Facebook-Aktivitäten als Kündigungsgrund

Schweigepflichtverletzungen und Urheberrechtsverstöße werden durch die Nutzung von Social Media häufiger. So wie im Fall einer Krankenschwester, die das Foto eines von ihr betreuten Säuglings gepostet hat.

Kommunikation ist eine Produktivkraft in der Informationsgesellschaft. Es ist daher nicht überraschend, dass Aktivitäten von Beschäftigten in sozialen Netzwerken immer mehr den Alltag der arbeitsrechtlichen Beratung bestimmen. Dass es sich auch bei privater Nutzung von sozialen Netzwerken längst nicht mehr um eine Spielwiese handelt, ist zwar regelmäßig den Personalverantwortlichen, oft aber nicht den Beschäftigten bewusst.

So liegen inzwischen eine ganze Reihe von arbeitsgerichtlichen Entscheidungen vor, die die exzessive private Nutzung von sozialen Medien während der Arbeitszeit als Kündigungsgrund, gegebenenfalls auch ohne Abmahnung, werten. Vielfach ist eine fristlose Kündigung gerechtfertigt, wenn strafrechtlich relevantes Verhalten des Arbeitnehmers vorliegt, etwa weil über die Plattform Youtube kinderpornografisches Videomaterial geladen wurde. Häufig sind die Fälle, in denen überzogene Kritik und rufschädigendes Verhalten das Firmenimage durch die weite Verbreitung nachhaltig schädigt; hier bedürfen arbeitsrechtliche Reaktionen stets einer Abwägung zwischen der Meinungsfreiheit des Arbeitnehmers und den Interessen des Arbeitgebers an unbeschädigter Reputation. Zuweilen werden auch Firmengeheimnisse unbedarft „gezwischert“.

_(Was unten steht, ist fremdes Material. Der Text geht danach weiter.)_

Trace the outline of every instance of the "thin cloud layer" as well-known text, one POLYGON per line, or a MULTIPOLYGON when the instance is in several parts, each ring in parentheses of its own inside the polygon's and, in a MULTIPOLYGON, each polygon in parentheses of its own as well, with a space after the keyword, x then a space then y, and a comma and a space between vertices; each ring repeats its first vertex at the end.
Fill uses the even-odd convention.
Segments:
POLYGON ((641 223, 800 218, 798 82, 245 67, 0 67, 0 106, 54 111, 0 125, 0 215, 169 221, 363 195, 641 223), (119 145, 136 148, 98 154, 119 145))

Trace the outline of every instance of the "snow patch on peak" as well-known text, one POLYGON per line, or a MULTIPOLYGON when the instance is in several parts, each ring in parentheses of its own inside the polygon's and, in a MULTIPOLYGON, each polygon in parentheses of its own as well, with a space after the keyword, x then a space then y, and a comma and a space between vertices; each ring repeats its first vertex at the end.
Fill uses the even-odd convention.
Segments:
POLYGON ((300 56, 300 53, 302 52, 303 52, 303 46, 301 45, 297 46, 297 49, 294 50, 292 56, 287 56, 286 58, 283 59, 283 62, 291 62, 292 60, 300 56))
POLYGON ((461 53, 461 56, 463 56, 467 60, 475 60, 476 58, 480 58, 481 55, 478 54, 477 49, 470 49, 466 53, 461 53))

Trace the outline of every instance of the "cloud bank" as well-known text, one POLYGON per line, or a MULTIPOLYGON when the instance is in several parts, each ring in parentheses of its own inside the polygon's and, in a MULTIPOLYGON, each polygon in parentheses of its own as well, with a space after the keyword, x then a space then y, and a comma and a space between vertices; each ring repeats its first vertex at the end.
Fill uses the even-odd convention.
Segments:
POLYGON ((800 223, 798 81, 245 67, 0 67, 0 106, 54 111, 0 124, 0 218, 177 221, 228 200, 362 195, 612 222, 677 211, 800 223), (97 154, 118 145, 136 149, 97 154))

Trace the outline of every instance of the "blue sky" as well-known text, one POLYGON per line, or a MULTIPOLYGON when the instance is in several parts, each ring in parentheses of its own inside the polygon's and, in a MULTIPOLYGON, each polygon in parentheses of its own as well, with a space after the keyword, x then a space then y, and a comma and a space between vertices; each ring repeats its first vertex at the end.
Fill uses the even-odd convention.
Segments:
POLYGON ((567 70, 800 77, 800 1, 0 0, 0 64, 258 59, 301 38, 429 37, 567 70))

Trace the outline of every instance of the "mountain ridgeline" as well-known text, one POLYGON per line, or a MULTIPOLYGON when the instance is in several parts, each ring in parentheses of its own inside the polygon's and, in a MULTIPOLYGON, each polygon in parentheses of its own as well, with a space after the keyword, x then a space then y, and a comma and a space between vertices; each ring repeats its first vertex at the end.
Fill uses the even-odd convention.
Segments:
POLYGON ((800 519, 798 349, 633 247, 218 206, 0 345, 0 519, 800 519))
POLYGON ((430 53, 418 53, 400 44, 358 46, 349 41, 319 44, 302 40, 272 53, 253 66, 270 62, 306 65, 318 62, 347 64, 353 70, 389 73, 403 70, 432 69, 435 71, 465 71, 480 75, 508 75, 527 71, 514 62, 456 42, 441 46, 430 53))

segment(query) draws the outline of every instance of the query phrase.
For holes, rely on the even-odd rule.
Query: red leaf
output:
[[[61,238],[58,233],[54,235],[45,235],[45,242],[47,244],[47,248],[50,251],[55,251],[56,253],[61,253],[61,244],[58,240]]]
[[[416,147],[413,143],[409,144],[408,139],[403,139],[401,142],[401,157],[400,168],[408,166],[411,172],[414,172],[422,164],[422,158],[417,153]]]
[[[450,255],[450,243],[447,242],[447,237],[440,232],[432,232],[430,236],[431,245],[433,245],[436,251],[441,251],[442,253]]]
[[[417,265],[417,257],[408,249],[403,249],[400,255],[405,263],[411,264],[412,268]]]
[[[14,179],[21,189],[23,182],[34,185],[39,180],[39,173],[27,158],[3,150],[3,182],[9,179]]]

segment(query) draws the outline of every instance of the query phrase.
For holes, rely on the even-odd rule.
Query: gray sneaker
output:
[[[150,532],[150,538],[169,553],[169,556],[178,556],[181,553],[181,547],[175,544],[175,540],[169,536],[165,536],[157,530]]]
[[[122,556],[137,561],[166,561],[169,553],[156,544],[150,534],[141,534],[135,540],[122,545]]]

Ein zunehmendes Problem sind Schweigepflichtverletzungen und Urheberrechtsverstöße durch die unautorisierte Veröffentlichung von Bildern. Letzteres hatte das Landesarbeitsgericht Berlin am 11.4.2014 (Az. 17 Sa 2200/13) zu entscheiden. Eine Kinderkrankenpflegerin hatte unerlaubt Fotografien eines von ihr in der Intensivstation betreuten Säuglings mit Kommentaren in ihren Facebook-Auftritt gestellt. Es handelte sich um einen Fall, der ihr persönlich sehr nahe gegangen war; die Zwillingsschwester des Säuglings war unmittelbar nach der Geburt verstorben und die Mutter hatte sich von dem Kind losgesagt. Das Krankenhaus hatte aus wichtigem Grund fristlos und vorsorglich fristgemäß gekündigt.

Das Landesarbeitsgericht hatte die Kündigung für unverhältnismäßig angesehen und lediglich eine Abmahnung für gerechtfertigt gehalten, weil die Fortsetzung des Arbeitsverhältnisses dem Arbeitgeber zumutbar sei. Nur bei ganz schweren und für den Arbeitnehmern offensichtlichen Verstößen ist nämlich bei verhaltensbedingten Kündigungen eine (einschlägige) Abmahnung entbehrlich. Doch die Entscheidung darf keineswegs als Freibrief für unbeschwerte Facebook-Nutzung angesehen werden.

Denn das Verhalten der Arbeitnehmerin, so das Gericht, sei grundsätzlich geeignet, eine außerordentliche Kündigung des Arbeitsverhältnisses zu rechtfertigen. Die unerlaubte Veröffentlichung von Patientenbildern verstoße in erheblicher Weise gegen die Schweigepflicht und verletze das Persönlichkeitsrecht des Patienten. Das gelte besonders für soziale Netzwerke, weil eine weitere Verbreitung der Bilder nicht kontrolliert werden könne. Das Gericht schöpfte aber alles aus, was zugunsten der Arbeitnehmerin sprach. Sie habe mit der Veröffentlichung einer emotionalen Bindung zu dem Kind Ausdruck verliehen. Das Kind sei auf den Bildern letztlich nicht zu identifizieren. Es sei nicht bloßgestellt worden, sondern der Betrachter sollte für es eingenommen werden. Schließlich konnte den Bildern nicht entnommen werden, um welches Krankenhaus es sich handelte. Auch hatte die Krankenschwester die Bilder nach den ersten Vorhaltungen ihres Arbeitgebers direkt aus dem Netz genommen.

Gleichwohl zeigt das Urteil die Notwendigkeit einer präventiven Social-Media-Politik im Betrieb auf. Entsprechende Verhaltensrichtlinien sollten verpflichtend eingeführt werden; wo ein Betriebsrat gebildet ist, unterliegen diese Richtlinien regelmäßig der Mitbestimmung.